September: the first autumn month and often the month of the Jewish New Year. Every four years, it’s also the month of three Swedish elections (general, regional, and municipal).
Every election brings anguish and heartbreak for some. Resigning from my political engagements earlier this year has saved me from some of the agony.
I haven’t been out there working tirelessly for the campaign, haven’t poured my heart and soul into this election, and I’m not exhausted from the constant stress and endless confrontations. Yet, I grieve. I grieve that it’s now unequivocal – a national populist party is the second largest political party in Sweden. And will be, if not part of the new government coalition, at the very least supporting its formation. I grieve that nationalism is more attractive than liberalism, that friends might lose their jobs or miss out on the political mandates they hoped for, and that nationalism almost got our party leader murdered a couple of months ago.
Still and all, I feel a sense of pride in being a small part of a party that stands firm in its values and doesn’t yield to nationalism. The courage I see around me is admirable. I know they will continue to fight for a better Sweden, Europe, and world, even when it feels impossible. It reminds me of the statue of Millicent Fawcett holding a banner with her quote, ‘Courage calls to courage everywhere’.

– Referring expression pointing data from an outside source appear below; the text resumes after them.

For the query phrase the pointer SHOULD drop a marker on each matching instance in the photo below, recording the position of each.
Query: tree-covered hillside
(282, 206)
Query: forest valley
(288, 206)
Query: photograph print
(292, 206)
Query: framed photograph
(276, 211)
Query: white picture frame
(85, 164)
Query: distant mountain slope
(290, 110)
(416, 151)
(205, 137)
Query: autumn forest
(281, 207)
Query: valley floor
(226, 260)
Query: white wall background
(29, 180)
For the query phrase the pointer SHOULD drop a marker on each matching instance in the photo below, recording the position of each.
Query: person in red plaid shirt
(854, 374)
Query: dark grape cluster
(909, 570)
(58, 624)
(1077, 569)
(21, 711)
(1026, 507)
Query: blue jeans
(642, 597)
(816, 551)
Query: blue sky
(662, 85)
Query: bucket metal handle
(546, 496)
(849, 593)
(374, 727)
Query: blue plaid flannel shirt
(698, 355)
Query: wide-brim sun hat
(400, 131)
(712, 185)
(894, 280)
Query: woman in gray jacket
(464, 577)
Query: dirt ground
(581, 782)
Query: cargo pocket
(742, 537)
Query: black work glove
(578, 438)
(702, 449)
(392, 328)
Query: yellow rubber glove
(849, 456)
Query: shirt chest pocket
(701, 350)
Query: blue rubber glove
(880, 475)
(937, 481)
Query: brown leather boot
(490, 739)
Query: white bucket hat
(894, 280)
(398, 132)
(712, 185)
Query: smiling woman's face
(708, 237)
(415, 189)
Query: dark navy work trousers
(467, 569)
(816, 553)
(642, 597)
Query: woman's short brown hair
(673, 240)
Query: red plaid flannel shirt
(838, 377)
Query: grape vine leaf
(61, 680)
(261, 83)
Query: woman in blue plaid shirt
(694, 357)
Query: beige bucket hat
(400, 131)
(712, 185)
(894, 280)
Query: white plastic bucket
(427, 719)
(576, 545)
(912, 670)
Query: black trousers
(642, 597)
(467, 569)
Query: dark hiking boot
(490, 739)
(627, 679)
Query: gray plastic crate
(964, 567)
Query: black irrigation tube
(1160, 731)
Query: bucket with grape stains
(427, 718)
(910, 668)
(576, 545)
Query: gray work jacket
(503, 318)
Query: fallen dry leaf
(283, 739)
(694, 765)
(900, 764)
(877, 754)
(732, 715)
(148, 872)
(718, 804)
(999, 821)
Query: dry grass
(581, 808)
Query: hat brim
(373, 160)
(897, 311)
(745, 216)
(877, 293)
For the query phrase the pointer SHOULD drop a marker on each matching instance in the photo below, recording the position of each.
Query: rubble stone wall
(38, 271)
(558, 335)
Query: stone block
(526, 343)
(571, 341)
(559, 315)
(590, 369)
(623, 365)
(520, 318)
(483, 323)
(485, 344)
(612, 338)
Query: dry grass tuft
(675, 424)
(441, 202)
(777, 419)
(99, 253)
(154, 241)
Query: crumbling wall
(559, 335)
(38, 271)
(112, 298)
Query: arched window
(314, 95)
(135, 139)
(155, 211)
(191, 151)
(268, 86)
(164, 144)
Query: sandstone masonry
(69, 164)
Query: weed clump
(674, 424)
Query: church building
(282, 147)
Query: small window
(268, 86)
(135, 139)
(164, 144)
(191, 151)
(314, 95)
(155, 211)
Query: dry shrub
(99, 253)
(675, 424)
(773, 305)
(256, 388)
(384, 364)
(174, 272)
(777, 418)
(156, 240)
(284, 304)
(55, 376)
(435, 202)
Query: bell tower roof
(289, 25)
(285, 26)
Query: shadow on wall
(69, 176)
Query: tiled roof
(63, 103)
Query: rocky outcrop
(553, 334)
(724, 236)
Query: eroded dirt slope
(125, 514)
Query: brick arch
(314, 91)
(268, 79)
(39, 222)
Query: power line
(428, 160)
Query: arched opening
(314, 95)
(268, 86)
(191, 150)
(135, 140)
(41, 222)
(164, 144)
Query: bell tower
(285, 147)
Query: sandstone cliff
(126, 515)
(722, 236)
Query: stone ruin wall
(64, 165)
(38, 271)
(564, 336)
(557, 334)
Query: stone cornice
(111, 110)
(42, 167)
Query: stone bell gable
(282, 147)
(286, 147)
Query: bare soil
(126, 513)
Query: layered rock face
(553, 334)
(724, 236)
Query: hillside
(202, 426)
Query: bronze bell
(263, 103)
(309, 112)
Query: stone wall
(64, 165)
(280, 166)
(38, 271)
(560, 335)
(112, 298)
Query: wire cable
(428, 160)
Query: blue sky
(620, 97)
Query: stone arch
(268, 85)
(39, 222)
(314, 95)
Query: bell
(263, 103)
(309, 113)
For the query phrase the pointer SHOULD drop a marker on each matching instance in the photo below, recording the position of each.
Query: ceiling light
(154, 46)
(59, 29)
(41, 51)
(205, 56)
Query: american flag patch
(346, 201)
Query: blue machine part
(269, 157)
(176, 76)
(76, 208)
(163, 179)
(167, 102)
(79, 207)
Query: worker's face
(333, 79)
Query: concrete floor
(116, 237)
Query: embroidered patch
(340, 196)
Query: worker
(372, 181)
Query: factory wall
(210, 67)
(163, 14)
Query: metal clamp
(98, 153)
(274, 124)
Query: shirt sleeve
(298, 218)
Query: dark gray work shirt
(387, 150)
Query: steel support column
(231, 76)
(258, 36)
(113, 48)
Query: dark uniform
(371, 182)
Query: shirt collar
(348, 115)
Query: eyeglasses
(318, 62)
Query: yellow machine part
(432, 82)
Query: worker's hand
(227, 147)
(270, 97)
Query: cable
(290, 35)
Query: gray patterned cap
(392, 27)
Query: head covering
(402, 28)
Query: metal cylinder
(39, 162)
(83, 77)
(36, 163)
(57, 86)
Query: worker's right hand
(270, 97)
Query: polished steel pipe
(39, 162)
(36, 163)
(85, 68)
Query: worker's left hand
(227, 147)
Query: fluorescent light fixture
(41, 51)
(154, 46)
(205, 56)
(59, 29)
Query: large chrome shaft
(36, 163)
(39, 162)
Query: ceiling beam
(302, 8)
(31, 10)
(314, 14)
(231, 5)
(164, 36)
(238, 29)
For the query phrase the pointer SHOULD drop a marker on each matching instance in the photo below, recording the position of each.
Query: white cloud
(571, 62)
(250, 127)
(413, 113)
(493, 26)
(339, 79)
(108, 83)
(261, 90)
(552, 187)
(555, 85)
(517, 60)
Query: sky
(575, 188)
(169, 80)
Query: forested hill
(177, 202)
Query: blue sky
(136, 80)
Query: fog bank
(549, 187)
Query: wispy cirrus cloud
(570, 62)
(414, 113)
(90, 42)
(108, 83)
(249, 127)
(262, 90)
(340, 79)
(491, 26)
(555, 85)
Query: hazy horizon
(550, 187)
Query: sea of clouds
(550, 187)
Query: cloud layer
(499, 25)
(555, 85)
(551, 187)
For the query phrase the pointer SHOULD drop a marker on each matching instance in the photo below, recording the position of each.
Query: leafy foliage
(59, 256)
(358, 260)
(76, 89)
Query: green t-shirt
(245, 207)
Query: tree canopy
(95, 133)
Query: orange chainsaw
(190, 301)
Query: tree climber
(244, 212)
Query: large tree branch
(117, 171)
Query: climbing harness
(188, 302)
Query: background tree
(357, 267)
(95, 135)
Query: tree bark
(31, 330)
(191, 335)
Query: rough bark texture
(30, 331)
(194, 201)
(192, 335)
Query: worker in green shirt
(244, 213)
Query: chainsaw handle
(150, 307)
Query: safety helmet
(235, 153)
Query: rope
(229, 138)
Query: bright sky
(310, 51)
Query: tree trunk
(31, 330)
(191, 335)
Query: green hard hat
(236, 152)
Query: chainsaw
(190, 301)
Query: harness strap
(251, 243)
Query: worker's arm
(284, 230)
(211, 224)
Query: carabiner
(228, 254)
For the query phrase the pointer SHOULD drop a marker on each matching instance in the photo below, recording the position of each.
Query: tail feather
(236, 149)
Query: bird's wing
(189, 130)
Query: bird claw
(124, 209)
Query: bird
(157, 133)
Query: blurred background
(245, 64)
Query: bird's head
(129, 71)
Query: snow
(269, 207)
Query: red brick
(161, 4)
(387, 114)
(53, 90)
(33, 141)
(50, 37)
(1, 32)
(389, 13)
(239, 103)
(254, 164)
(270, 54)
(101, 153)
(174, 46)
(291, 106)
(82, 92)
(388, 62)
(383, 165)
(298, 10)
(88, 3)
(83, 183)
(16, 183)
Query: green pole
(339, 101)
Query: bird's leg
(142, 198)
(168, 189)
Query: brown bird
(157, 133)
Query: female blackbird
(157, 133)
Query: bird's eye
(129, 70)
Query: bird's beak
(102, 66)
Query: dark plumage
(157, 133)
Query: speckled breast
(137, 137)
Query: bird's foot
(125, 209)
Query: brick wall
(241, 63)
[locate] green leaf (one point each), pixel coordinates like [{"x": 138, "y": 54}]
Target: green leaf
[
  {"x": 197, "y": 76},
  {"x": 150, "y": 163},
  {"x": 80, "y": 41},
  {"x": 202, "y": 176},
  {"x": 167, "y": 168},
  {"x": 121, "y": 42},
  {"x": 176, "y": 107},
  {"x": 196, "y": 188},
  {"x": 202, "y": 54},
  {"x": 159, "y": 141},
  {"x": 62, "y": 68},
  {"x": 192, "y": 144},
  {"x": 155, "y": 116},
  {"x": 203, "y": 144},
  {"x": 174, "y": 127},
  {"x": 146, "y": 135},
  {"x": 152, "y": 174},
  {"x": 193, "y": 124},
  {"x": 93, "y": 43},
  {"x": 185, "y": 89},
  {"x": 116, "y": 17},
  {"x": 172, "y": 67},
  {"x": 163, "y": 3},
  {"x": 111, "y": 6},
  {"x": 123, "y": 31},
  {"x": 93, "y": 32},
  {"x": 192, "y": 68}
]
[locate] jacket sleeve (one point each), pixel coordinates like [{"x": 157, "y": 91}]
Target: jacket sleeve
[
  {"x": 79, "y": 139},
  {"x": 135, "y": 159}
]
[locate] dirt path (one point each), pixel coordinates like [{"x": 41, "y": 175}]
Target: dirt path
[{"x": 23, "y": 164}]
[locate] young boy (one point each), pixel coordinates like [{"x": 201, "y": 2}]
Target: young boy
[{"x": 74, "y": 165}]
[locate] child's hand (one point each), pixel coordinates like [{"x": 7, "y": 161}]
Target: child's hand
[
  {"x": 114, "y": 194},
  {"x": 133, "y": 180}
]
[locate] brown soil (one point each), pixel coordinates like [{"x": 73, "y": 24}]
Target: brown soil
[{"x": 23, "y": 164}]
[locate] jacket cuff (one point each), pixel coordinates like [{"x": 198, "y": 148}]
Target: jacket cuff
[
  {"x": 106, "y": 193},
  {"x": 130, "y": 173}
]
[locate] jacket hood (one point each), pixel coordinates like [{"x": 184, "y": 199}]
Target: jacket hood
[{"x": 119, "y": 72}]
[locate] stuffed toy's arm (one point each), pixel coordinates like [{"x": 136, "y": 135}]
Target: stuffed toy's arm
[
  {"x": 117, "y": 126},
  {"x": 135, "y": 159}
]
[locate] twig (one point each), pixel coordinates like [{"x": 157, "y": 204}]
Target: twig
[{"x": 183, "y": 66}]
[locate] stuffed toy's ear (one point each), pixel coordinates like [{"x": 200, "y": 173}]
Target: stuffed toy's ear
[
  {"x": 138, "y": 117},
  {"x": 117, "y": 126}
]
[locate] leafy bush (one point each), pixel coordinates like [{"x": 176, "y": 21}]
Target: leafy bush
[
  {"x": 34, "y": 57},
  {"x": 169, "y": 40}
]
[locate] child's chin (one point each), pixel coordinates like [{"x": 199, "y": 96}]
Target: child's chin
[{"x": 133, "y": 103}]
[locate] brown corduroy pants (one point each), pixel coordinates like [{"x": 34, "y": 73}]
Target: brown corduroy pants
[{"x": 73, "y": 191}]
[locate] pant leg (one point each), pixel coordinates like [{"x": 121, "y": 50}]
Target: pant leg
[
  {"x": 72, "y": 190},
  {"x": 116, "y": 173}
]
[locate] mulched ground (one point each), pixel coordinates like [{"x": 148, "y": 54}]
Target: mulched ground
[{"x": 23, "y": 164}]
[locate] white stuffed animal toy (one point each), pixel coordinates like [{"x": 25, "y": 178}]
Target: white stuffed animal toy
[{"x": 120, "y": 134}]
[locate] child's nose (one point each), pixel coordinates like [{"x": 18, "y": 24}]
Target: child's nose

September is a month of reflection and new beginnings. A time to learn from our mistakes, ask for forgiveness, forgive others, and move forward stronger and better equipped for the year (or the next four years) to come. There is still benevolence and courage to be found in this world, ‘and it’s worth fighting for’, as Samwise Gamgee would have said.
Coming Up On September
by Marge Piercy
White butterflies, with single
black fingerpaint eyes on their wings,
dart and settle, eddy and mate
over the green tangle of vines
in Labor Day morning steam.
The year grinds into ripeness
and rot, grapes darkening,
pears yellowing, the first
Virginia creeper twining crimson,
the grasses, dry straw to burn.
The New Year rises, beckoning
across the umbrellas on the sand.
I begin to reconsider my life.
What is the yield of my impatience?
What is the fruit of my resolve?
I turn from my frantic white dance
over the jungle of productivity
and slowly a niggun slides,
cold water down my throat.
I rest on a leaf spotted red.
Now is the time to let the mind
search backwards like the raven loosed
to see what can feed us. Now,
the time to cast the mind forward
to chart and aerial map of the months.
The New Year is a great door
that stands across the evening and Yom
Kippur is the second door. Between them
are song and silence, stone and clay pot
to be filled from within myself.
I will find there both ripeness and rot,
what I have done and undone,
what I must let go with the waning days
and what I must take in. With the last
tomatoes, we harvest the fruit of our lives.